Quizá, se levanta a las cuatro de la mañana en un pueblo alejado de Madrid. Quizá, toma un autobús que recorre carreteras y calles que se desperezan en la madrugada. Quizá, toma un café en algún bar de Carabanchel y comparte las novedades con otra señora de edad a la que a fuerza de los años el tiempo ha hecho amigas. Quizá, marcha luego al hospital con su lento caminar, lleno de dolor y desesperanza, y, llega finalmente a su destino; sin aliento, cansada y con las piernas hinchadas, y se sienta junto a la cama de su hijo inmóvil. Entonces, cuando toma su mano inerte entre las suyas; quizás, sólo quizás, se produzca el mayor milagro de la naturaleza.

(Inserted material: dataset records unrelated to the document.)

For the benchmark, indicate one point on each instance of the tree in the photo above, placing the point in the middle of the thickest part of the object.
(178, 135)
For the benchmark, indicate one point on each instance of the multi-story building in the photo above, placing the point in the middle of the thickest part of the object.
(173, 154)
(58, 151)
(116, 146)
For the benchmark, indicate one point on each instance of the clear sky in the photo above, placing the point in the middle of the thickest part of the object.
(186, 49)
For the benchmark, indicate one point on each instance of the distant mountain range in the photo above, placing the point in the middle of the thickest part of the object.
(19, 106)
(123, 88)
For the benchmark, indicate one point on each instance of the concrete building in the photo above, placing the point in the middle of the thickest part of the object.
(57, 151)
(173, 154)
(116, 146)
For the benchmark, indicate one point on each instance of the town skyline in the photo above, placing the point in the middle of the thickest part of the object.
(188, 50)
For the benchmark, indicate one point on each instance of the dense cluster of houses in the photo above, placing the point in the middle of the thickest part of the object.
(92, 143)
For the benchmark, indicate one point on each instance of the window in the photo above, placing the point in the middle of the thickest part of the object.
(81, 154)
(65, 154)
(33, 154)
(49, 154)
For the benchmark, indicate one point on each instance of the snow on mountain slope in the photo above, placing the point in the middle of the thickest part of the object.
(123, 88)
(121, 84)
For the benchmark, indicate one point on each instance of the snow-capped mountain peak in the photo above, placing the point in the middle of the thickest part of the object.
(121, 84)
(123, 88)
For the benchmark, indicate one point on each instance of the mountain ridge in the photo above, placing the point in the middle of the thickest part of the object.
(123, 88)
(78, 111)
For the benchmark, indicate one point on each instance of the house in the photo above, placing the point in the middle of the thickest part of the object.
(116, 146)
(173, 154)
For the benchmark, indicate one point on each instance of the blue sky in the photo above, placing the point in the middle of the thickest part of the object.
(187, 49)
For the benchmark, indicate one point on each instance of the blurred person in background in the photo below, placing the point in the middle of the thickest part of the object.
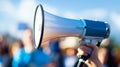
(28, 55)
(106, 54)
(68, 47)
(28, 47)
(4, 53)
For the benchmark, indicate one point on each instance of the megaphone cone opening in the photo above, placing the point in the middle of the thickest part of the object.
(38, 25)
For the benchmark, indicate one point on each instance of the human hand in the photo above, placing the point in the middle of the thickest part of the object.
(84, 49)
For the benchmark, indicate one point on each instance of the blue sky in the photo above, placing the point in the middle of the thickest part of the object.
(13, 12)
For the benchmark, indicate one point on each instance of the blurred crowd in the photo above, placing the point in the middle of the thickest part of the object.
(54, 53)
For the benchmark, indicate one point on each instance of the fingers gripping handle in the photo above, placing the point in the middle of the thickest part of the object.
(83, 58)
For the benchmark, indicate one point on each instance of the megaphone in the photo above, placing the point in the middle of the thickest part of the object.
(48, 26)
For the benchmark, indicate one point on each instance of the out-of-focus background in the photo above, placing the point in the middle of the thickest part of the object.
(16, 24)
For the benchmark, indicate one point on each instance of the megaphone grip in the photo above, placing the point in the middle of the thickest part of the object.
(83, 58)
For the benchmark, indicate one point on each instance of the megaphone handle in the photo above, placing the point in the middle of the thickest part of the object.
(82, 58)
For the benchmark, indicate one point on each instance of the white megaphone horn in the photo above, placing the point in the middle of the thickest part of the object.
(48, 26)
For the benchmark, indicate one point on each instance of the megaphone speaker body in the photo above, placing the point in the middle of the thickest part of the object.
(48, 26)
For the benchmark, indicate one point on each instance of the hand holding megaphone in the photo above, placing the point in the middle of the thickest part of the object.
(84, 51)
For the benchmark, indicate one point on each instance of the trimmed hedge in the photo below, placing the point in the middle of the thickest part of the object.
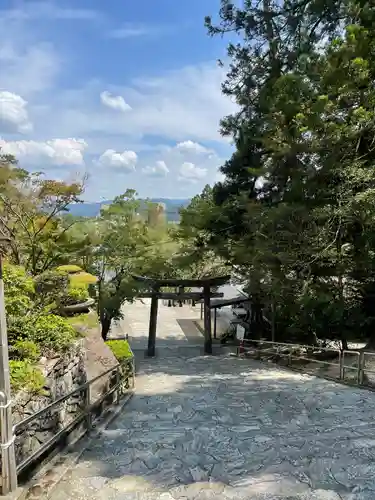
(120, 348)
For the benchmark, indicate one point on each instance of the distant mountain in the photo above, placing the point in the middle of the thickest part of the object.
(93, 209)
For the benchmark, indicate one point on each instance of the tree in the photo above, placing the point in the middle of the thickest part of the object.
(31, 208)
(296, 207)
(127, 247)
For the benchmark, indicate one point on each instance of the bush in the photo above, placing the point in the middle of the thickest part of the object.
(75, 295)
(69, 268)
(19, 288)
(120, 348)
(26, 350)
(51, 288)
(23, 375)
(50, 332)
(83, 279)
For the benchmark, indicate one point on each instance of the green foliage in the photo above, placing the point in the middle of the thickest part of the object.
(19, 289)
(294, 215)
(25, 376)
(83, 278)
(89, 320)
(120, 348)
(69, 268)
(30, 209)
(26, 350)
(76, 295)
(50, 332)
(51, 287)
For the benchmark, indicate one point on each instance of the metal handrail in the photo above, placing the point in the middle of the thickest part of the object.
(360, 366)
(85, 414)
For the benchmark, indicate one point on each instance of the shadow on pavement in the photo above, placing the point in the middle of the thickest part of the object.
(222, 427)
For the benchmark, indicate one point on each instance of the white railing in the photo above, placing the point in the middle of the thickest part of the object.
(123, 374)
(302, 357)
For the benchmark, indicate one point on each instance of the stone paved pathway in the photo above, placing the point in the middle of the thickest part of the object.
(175, 326)
(218, 427)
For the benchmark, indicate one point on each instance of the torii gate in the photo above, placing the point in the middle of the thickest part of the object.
(154, 286)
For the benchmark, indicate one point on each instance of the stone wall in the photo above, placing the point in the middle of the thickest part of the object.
(63, 375)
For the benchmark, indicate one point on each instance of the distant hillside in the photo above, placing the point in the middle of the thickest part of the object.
(93, 209)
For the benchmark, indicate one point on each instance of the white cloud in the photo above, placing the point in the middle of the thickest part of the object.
(49, 11)
(160, 169)
(13, 113)
(53, 152)
(130, 31)
(192, 173)
(180, 104)
(190, 146)
(114, 102)
(125, 161)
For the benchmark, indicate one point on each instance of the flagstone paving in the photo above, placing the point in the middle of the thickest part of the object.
(220, 427)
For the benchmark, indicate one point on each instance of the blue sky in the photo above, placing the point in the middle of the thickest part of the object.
(125, 92)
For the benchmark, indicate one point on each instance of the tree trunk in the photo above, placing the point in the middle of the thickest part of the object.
(105, 321)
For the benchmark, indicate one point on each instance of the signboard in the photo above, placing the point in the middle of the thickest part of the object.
(240, 333)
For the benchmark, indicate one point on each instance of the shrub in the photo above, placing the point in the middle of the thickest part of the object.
(23, 375)
(53, 332)
(69, 268)
(87, 320)
(120, 348)
(26, 350)
(75, 295)
(19, 288)
(50, 332)
(83, 279)
(51, 287)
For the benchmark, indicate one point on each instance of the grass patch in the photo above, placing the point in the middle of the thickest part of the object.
(120, 348)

Tal vez, él, al notar el calor tibio y sereno que sube por su brazo inerme, siente su presencia y desearía decir: «Sabía que vendrías». Y ella, quizá sin palabras, pues tras tantos años sin respuesta no cree en ellas, le dice: «Nunca te abandonaré. Eres mi hijo y estaré siempre a tu lado». Tal vez, él intenta responder: «Lo sé. Por eso no he partido todavía. Aunque ya no quede esperanza, estaré para dar un sentido a tu vida». Y ella calla y permanece a su lado, durante horas, día tras día, en la mayor muestra de amor verdadero. El amor de una madre que desafía la adversidad y la desesperanza. El mayor amor.

Quizás, cuando ella toma su mano, los átomos, los nervios, las células, comienzan a transmitir una electricidad mucho mayor que cien soles lejanos y fríos. Quizás, la determinación de esa madre, y tal vez la de su hijo también, debieran hacernos pensar si estamos dando su verdadero valor a las cosas que nos rodean.

Qué pronto queremos olvidar a este soldado anónimo que malvive una existencia truncada por un destino injusto. Qué pronto desplazamos nuestra simpatía hacia una mascota, juguetona y divertida, y qué pronto, cuando se vuelve una obligación a la que hay que pasear un par de veces al día, la cambiamos por otro entretenimiento más llevadero: un nuevo teléfono móvil, unos pantalones, una entrada a un concierto… Con qué asombrosa facilidad nos separamos de la vida y preferimos objetos inanimados: manejables, adaptables, configurables... olvidables. Qué alegremente descuidamos las relaciones con los demás y perdemos toda empatía y toda humanidad. Una sociedad del placer, que no aprecia el esfuerzo, la entrega, ni siquiera la vida. Triste camino que solo conduce a la soledad. La soledad del que nunca será amado porque no puede amar. La insolidaridad del que nunca se compromete porque no cree en nada verdadero. El egoísmo que condena alegremente a la muerte y al olvido a todo lo que no le resulte útil y simpático.

Por eso, yo sí creo en este soldado, creo en su vida incompleta y rota, y creo en su madre, entregada y generosa. Creo que ellos son el ejemplo de cada día y por eso también creo que al final del cable que conecta a la vida a este soldado olvidado quizás haya un milagro de la naturaleza, una historia grande y oculta que nunca conoceremos, pero que será sin duda más hermosa y más trascendente que la de un ventilador.

El coronel Luis García-Mauriño es presidente de la asociación “Tercios Viejos españoles”, una asociación profesional militar que busca la regeneración de la vida militar y la defensa de los mejores valores de los ejércitos que hicieron grande a España.